Brasil registra menor taxa de desemprego da série histórica em 2025; 19 estados e DF batem recorde

Carteira de Trabalho é utilizada como principal documento nas estatísticas de ocupação no país - Foto: Marcello Casal Jr/Agência Brasil (Alô Rondônia)

IBGE aponta queda generalizada no desemprego e avanço do rendimento real; Rondônia tem quarta menor taxa do país

Porto Velho, Rondônia - O mercado de trabalho brasileiro encerrou 2025 com o menor índice de desemprego desde o início da Pnad Contínua, em 2012. Segundo dados divulgados pelo Instituto Brasileiro de Geografia e Estatística (IBGE) nesta sexta-feira (20), 19 estados e o Distrito Federal registraram a menor taxa de desocupação já medida. A taxa nacional ficou em 5,6%, também a mais baixa da série histórica.

QUEDA DO DESEMPREGO FOI AMPLA ENTRE AS UNIDADES DA FEDERAÇÃO

Entre os estados com melhores resultados, Mato Grosso (2,2%) e Santa Catarina (2,3%) lideram com as menores taxas. Também apresentaram índices reduzidos Mato Grosso do Sul (3%), Espírito Santo (3,3%) e Paraná (3,6%).

Rondônia não atingiu recorde, mas registrou 3,3%, a quarta menor taxa do país, atrás apenas de MT, SC e MS. O menor índice já registrado no estado foi 3,1% em 2023.

O único estado que não apresentou melhora foi o Amazonas, que repetiu a taxa de 8,4% observada em 2024.

12 ESTADOS FICARAM ABAIXO DA MÉDIA NACIONAL

Do total de 27 unidades da federação, 12 ficaram abaixo da média nacional (5,6%). Os maiores índices continuam concentrados no Nordeste, com destaque para Piauí (9,3%), Pernambuco (8,7%) e Bahia (8,7%).

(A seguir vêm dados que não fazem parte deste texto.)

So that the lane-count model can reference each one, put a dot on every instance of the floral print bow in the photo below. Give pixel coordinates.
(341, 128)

INFORMALIDADE CONTINUA ALTA EM GRANDE PARTE DO PAÍS

A Pnad também revela disparidades significativas na informalidade. O Brasil fechou 2025 com média de 38,1%, mas 18 estados ficaram acima desse patamar, com destaque para:
  • Maranhão — 58,7%
  • Pará — 58,5%
  • Bahia — 52,8%
Rondônia aparece com 46,1%, índice acima da média nacional.

No grupo com menor informalidade estão Santa Catarina (26,3%), Distrito Federal (27,3%) e São Paulo (29%).

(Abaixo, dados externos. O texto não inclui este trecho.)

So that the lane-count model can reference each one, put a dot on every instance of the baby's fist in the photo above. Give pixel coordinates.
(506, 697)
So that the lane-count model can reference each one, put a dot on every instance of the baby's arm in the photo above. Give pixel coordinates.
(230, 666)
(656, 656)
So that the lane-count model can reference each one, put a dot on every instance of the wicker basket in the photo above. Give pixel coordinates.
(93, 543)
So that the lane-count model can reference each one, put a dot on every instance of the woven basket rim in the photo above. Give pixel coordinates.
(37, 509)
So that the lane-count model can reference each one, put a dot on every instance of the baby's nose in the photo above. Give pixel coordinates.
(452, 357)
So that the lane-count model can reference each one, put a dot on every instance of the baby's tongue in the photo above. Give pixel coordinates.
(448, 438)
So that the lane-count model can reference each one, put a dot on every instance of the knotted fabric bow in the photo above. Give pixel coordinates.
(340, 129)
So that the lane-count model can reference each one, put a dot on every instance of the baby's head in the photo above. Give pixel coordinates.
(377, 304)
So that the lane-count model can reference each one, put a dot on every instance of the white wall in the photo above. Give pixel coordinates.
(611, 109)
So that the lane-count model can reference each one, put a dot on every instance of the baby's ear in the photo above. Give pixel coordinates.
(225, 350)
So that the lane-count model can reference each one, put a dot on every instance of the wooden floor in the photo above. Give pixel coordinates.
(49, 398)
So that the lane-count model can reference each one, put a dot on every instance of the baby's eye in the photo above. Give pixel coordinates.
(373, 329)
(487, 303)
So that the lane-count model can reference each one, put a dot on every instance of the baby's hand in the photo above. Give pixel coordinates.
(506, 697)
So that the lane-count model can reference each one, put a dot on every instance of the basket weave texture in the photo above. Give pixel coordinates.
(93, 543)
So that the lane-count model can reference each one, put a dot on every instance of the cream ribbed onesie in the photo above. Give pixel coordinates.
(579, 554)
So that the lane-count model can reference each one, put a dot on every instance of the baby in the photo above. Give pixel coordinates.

RENDIMENTO MÉDIO SOBE E DF LIDERA COM FOLGA

Segundo o IBGE, o aumento do rendimento real contribuiu para o desempenho do mercado de trabalho. O Distrito Federal lidera o ranking nacional com salário médio de R$ 6.320, influenciado pela forte presença de servidores públicos.

Na Região Norte, Rondônia aparece com R$ 3.362, acima de estados como Acre, Amazonas e Pará, mas abaixo da média nacional (R$ 3.560).

Estados com maiores rendimentos médios:
  • Distrito Federal — R$ 6.320
  • São Paulo — R$ 4.190
  • Rio de Janeiro — R$ 4.177
  • Santa Catarina — R$ 4.091
O QUE DIZ O IBGE

Para o analista da pesquisa, William Kratochwill, a melhora no mercado de trabalho reflete o “dinamismo observado ao longo de 2025, impulsionado pelo aumento do rendimento real”.

A Pnad Contínua investiga mensalmente 211 mil domicílios e considera ocupadas todas as formas de trabalho: com carteira, sem carteira, temporário e por conta própria. O desemprego, porém, só inclui pessoas que procuraram uma vaga nos 30 dias anteriores à pesquisa.